Victory brings emotions

No one realizes how important a tournament victory is to a pro angler until the winner has to talk about that victory. The moment often has long seconds of "dead air," as the winner tries to compose himself.

For instance, Elite Series angler Todd Faircloth, immediately upon mentioning the words "my family" on stage, has to stop and compose himself before uttering another word. Andy Montgomery exhibited another form of emotion Saturday. He could talk about his family, but when he started talking about bass fishing, he became an emotional mess.

When Tournament Director Chris Bowes mentioned that Montgomery's wife and son were in the audience, Montgomery corrected him by saying, no, the young boy was actually his nephew.

"I thought he was your son," Bowes said. "He looks just like you."

Quipped Montgomery, "He's a sexy little dude, isn't he?"

It was when Montgomery was asked to explain what the victory on Lake Norman meant to him that the resident of nearby Blacksburg, S.C., was overcome with emotion.

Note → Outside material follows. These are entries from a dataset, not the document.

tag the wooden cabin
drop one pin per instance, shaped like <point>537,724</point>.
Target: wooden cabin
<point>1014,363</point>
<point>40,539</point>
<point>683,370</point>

"I've fished one other tournament here this time of year, and I won it," Montgomery said amidst some tears. "I thought I could outlast the field on a three-day event (in the fall).

"If it had been later in the year, it would have been tough to beat Hank (Cherry) and David (Williams). They dominate (on Lake Norman) in the winter."

Cherry finished 11th after struggling Saturday. Williams, who led the first two days, struggled as well on the final day, weighing only three keepers and finishing 8th.